Doing Business in Times of Heightened Data Privacy Regulation
How the New Legislation on Personal Data Is Changing the Game for Business Leaders
- Data has become one of the most critical assets for businesses… and for consumers.
- From the European Union to the United States and to the People's Republic of China, policymakers worldwide have adopted strict legal frameworks to regulate the way organizations collect and process personal information.
- The new legislation is not only a concern for data scientists or IT Managers. It is, in fact, affecting the full spectrum of business areas and activities across all industries.
We often hear that “Data is the new oil”. Over the past years, businesses and organizations worldwide have grown aware of the value of the data — including consumer data — they control, and they’ve found new ways to exploit and monetize it. This has sparked concerns about misuse of personal data: consumers have become more careful about sharing their data, and policymakers stepped in to implement specific regulation. The various pieces of data privacy legislation that are now enforced around the world are raising new challenges for businesses — but also new opportunities.
The impact of personal data protection laws for firms across all industries should at no cost be underestimated. Hiring a Data Privacy Officer is hardly enough to live up to the challenges. Business leaders actually need to review and possibly adjust a number of their strategies.
Adopted in 2016, the European Union’s General Data Protection Regulation (GDPR) was the first major data protection and privacy regulation. The primary aim of GDPR was to improve individuals' control and rights over their personal information, including over the transfer of personal data outside the European Economic Area.
Designed to be the toughest privacy law worldwide, Europe’s GDPR is based on seven key principles:
- Lawfulness, fairness, and transparency: Processing must be lawful, fair, and transparent to the data subject.

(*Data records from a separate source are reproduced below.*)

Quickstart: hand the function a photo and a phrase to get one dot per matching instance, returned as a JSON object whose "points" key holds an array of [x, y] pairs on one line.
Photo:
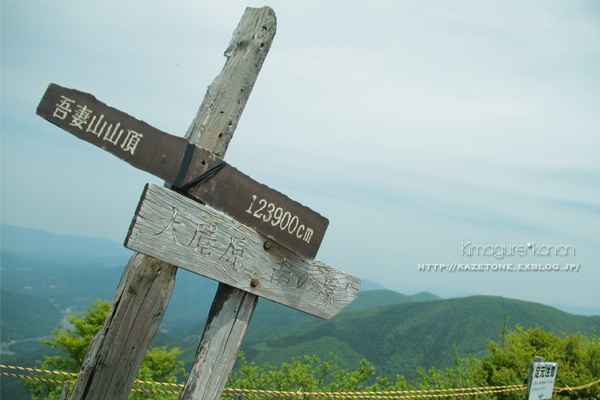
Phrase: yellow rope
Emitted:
{"points": [[408, 394]]}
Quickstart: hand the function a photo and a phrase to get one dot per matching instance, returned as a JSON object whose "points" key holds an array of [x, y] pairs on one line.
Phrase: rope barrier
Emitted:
{"points": [[408, 394]]}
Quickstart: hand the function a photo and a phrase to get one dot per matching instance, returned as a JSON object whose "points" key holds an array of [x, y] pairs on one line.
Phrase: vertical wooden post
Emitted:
{"points": [[232, 308], [116, 352]]}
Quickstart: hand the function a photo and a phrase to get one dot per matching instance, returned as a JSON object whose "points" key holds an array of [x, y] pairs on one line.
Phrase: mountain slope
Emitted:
{"points": [[401, 337], [26, 316]]}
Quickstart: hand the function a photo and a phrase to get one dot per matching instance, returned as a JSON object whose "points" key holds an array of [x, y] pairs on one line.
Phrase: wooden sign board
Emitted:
{"points": [[178, 230], [178, 162], [542, 377]]}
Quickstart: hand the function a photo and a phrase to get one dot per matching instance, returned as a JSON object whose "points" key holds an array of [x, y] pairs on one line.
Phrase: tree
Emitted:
{"points": [[507, 363], [159, 365]]}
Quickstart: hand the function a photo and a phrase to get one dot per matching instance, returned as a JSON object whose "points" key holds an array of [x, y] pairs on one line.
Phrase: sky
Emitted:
{"points": [[420, 129]]}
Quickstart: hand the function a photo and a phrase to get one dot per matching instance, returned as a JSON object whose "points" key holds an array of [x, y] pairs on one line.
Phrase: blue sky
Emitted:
{"points": [[415, 127]]}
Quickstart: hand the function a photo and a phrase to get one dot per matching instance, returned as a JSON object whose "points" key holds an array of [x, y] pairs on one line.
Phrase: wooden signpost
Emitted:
{"points": [[267, 250], [179, 162]]}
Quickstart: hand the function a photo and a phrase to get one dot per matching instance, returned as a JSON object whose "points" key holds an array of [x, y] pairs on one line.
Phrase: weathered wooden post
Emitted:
{"points": [[269, 252]]}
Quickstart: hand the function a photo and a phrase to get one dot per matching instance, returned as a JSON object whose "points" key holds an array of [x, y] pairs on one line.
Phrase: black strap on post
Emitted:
{"points": [[185, 166], [211, 172]]}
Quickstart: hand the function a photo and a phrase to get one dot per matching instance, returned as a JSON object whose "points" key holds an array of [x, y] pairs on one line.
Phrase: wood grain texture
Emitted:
{"points": [[225, 328], [174, 159], [251, 42], [116, 352], [189, 235], [102, 366], [227, 96]]}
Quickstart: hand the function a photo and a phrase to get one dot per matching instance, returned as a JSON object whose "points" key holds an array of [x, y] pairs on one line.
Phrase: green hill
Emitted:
{"points": [[398, 338], [25, 316], [269, 315]]}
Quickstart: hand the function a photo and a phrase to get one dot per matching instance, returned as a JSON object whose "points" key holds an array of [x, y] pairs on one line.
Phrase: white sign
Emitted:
{"points": [[542, 380]]}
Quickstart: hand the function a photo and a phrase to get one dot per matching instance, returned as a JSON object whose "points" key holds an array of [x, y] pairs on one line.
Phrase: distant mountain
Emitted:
{"points": [[398, 338], [38, 245], [367, 284], [269, 315], [26, 316], [577, 310]]}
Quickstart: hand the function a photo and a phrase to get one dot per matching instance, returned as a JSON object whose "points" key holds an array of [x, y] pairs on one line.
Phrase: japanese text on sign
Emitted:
{"points": [[80, 116]]}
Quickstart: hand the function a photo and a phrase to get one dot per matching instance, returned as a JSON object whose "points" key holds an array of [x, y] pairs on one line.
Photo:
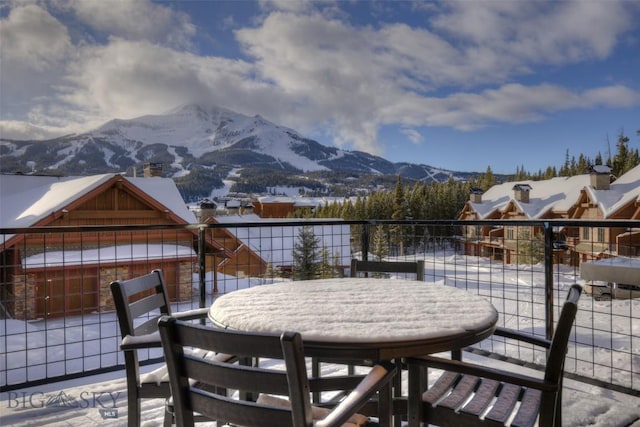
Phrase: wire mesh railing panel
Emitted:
{"points": [[58, 319]]}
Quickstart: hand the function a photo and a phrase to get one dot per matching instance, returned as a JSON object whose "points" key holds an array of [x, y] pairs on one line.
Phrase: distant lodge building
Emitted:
{"points": [[69, 273], [594, 196]]}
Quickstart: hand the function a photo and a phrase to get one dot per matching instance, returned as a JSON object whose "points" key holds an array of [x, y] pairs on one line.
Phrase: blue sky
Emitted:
{"points": [[460, 85]]}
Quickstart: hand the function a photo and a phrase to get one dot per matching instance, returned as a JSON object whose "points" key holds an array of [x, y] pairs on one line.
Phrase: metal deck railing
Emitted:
{"points": [[57, 321]]}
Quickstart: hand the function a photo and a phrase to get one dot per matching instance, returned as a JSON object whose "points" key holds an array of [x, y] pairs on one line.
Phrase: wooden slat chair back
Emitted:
{"points": [[204, 384], [139, 303], [473, 395], [359, 267]]}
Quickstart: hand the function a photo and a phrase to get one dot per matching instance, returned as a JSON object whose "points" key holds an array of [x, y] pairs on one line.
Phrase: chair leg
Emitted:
{"points": [[168, 417], [133, 417]]}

- Purpose limitation: You must process data for the legitimate purposes specified explicitly to the data subject when you collected it.
- Data minimization: You should collect and process only as much data as absolutely necessary for the purposes specified.
- Accuracy: You must keep personal data accurate and up to date.
- Storage limitation: You may only store personally identifying data for as long as necessary for the specified purpose.
- Integrity and confidentiality: Processing must be done in such a way as to ensure appropriate security, integrity, and confidentiality (e.g. by using encryption).
- Accountability: The data controller is responsible for being able to demonstrate GDPR compliance with all of these principles.
The impetus for data privacy and protection has even reached China, which recently approved a Personal Information Protection Law (PIPL) that includes stringent control of cross-border data transfers.
These new legal frameworks are not to be taken lightly, as evidenced by the fines of hundreds of millions that were charged to such companies as Amazon or Facebook over their personal data processing and storage practices.
In a nutshell, virtually all business activities are feeling the impact of the likes of GDPR.
The influence on supply chains cannot be understated, as businesses have to review and possibly adjust data sharing practices with their third-party supplier, subcontractor, and distributor ecosystems.
Innovation and new product development managers need to factor in completely new requirements, or otherwise risk being shunned from some markets. Data privacy laws are actually the reason why Google had to forgo the launch of a selfie app in some American states.
Advertising and marketing activities are obviously impacted by the new necessity to document customer information storage and usage and by the need to allow consumers to opt in or out of data collection and processing. The same challenges apply to any business that sells products, services or content online — at a time where e-commerce and marketing activities are also preparing for the impending elimination of third-party cookies from Web browsers.
Employees need to be educated and trained to embrace new best practices.
And companies that are working in specific lines of business (for example healthcare services providers) are required to comply with industry-specific provisions that enforce even more stringent requirements.
Another significant impact of data privacy regulations for businesses across industries and geographies is increased aversion to technology risk, as data breaches or leaks now come with heftier legal and reputational consequences — on top of the financial and operational harm. Accordingly, technology vendors and consulting firms are increasingly scrutinized for their ability to obtain information security management certifications.
However, data protection regulation doesn’t only raise challenges or issues. It can also be viewed as a new opportunity to re-establish data management and governance practices on sounder foundations. To improve assessment and mitigation of data risk and to optimize IT and data architecture — therefore, creating operational efficiencies and reducing costs.
Finally, compliance with the new legal frameworks has the potential to increase consumer trust.